Buna göre; tüzel kişilere yapılacak tebligat, bunların yetkili temsilcilerine yapılır. Eğer tüzel kişinin yetkili temsilcisi yoksa veya evrakı bizzat alamayacak bir halde ise; görev itibariyle temsilciden sonra gelen kimse veya evrak müdürü gibi bu işle görevlendirilmiş bir kişiye, o da yoksa tüzel kişinin o yerdeki memur veya müstahdemlerinden birine yapılır. Tebligat tüzel kişinin yetkili temsilcisine yapılmamış ve sıralı kişilere yapılmışsa, bunun nedenlerinin açıkça ve ayrıntılı olarak tebligat mazbatasına yazılması gerekir.
Nitekim, aynı ilkelere Hukuk Genel Kurulu’nun 08.05.2013 gün ve E:2012/11-1568, K:2013/686 sayılı ilamında da vurgu yapılmıştır.
Somut olaya gelince yapılan açıklamalar ışığı altında;
Dava dilekçesinin davalı ... İnş. T.M. S.Tic. Ltd. Şti.’ne yapılan tebligat parçasının üstünde “aynı adreste daimi çalışan şirketin evrak memuru Kübra Arlı’ya imzasına tebliğ ettim” ibaresinin bulunduğu, söz konusu tebligat parçasında “şirket temsilcisinin veya yetkilisinin bulunmadığı veya nerede bulunduğunun belirtilmemesi nedeniyle” yapılan tebligatın konuya ilişkin yukarıda açıklanan yasal düzenlemelere uygun olmadığı ve ticaret sicil kaydındaki adres belirlenmeden Tebligat Kanunu 35. maddesi kapsamında tebliğ yapılamayacağından davalı ... İnş. T.M. S.Tic. Ltd. Şti.’ne yapılan ve dosya içerisinde bulunan bütün tebligatların geçersiz olduğu anlaşılmıştır.

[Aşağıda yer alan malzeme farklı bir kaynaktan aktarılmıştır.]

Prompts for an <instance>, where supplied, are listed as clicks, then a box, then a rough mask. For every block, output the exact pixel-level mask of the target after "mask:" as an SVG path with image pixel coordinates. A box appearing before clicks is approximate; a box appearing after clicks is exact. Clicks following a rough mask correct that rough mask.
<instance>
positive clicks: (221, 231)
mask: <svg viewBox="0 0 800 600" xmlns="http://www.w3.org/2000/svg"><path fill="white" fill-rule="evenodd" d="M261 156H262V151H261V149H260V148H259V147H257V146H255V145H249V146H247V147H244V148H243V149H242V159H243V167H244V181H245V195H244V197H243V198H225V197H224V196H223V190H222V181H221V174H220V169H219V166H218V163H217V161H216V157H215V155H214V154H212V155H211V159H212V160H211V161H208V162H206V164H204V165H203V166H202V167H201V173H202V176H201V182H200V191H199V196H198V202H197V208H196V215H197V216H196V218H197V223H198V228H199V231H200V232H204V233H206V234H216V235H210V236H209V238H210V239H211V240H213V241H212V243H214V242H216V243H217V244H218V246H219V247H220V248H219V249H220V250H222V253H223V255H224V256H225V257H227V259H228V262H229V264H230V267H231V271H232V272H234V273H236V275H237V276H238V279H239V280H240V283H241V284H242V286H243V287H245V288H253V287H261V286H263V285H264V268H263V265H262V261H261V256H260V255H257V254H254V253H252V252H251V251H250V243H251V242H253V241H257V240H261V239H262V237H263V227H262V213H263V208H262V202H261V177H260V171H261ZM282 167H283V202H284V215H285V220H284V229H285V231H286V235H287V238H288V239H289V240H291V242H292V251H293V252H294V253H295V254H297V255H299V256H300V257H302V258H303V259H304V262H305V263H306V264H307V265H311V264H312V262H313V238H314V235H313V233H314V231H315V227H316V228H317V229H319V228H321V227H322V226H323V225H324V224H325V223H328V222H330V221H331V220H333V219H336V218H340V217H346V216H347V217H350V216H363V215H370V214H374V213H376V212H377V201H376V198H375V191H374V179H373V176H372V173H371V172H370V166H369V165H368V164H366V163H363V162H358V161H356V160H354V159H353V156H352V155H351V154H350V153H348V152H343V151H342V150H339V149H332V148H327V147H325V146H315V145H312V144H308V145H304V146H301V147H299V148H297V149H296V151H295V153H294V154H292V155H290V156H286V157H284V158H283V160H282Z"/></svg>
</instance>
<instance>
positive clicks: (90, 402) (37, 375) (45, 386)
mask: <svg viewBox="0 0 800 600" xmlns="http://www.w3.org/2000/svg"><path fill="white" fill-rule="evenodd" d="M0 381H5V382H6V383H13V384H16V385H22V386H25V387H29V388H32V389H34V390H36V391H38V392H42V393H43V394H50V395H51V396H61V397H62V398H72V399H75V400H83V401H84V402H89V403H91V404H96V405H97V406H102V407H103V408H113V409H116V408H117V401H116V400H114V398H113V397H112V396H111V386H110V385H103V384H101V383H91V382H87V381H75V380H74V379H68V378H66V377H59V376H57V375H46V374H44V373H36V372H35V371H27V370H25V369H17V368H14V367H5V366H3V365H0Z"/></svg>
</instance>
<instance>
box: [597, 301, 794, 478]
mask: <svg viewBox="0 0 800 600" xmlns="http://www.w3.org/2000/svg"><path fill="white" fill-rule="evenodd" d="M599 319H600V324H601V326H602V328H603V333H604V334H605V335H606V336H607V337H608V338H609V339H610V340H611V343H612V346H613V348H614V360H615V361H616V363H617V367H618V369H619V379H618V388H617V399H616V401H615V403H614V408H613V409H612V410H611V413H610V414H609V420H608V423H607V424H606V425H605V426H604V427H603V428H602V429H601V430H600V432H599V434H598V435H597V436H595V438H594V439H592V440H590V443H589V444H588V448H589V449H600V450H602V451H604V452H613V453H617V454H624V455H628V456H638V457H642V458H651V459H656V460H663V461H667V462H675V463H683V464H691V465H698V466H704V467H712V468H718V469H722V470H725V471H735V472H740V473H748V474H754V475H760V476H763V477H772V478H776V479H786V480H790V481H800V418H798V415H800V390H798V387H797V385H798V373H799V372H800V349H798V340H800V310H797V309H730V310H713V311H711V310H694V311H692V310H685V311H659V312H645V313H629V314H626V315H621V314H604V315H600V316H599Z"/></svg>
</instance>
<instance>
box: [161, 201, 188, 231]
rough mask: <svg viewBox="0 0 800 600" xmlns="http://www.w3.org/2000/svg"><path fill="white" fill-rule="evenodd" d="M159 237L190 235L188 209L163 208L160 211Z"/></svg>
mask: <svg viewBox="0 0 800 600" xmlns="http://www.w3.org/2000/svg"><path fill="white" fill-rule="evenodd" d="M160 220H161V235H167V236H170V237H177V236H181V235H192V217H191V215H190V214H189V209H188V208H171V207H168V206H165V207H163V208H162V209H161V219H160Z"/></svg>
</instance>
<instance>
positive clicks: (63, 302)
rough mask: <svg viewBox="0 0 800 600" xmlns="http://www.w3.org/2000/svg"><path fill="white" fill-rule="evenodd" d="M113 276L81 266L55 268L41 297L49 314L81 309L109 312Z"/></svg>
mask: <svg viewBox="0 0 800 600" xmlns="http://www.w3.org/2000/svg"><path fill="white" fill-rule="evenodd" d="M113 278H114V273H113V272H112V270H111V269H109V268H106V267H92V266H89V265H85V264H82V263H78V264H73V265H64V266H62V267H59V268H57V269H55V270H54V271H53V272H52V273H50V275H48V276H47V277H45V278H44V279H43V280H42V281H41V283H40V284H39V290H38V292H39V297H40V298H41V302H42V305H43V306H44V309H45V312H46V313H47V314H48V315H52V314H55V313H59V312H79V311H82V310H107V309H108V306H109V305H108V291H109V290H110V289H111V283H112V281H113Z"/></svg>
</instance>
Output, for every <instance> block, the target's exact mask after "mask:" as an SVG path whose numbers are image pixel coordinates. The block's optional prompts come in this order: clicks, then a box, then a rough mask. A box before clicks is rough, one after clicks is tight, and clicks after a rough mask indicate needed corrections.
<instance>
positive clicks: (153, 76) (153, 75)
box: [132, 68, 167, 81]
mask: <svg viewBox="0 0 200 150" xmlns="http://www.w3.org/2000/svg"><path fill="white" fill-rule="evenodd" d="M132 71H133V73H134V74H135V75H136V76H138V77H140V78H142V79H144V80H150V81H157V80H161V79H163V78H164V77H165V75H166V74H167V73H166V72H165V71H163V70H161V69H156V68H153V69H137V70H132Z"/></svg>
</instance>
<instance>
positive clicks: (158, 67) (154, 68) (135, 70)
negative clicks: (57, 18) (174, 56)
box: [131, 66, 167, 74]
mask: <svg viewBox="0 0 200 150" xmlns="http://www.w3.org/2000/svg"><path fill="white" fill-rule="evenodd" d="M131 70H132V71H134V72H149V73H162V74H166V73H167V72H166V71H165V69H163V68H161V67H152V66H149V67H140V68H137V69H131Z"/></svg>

Mahkemelerce, yargılamanın usul hükümlerine uygun ve gecikmeksizin sonuçlandırılması, her aşamada gösterilmesi gereken özen ve dikkatle mümkündür.
O halde, yerel mahkemece öncelikle direnme kararının davalı ... İnş. T. M. H. S. Tic. Ltd. Şti.’ne yukarıda açıklanan yasal düzenlemeler de gözetilerek yöntemine uygun olarak Tebligat Kanununun 12. ve 13. maddesi kapsamında tebliği ile temyiz süresinin geçmesinin beklenmesi; direnme kararının temyiz edilmemesi halinde bu şekliyle, temyizi halinde ise devamı işlemler tamamlanmak suretiyle ve açıklanan eksiklikler giderilerek dosya Yargıtay Hukuk Genel Kuruluna gönderilmek üzere dosyanın geri çevrilmesi gerekmiştir.
S O N U Ç: Yukarıda açıklanan nedenlerle dosyanın Yerel Mahkemeye GERİ ÇEVRİLMESİNE, 08.02.2017 gününde oybirliği ile karar verildi.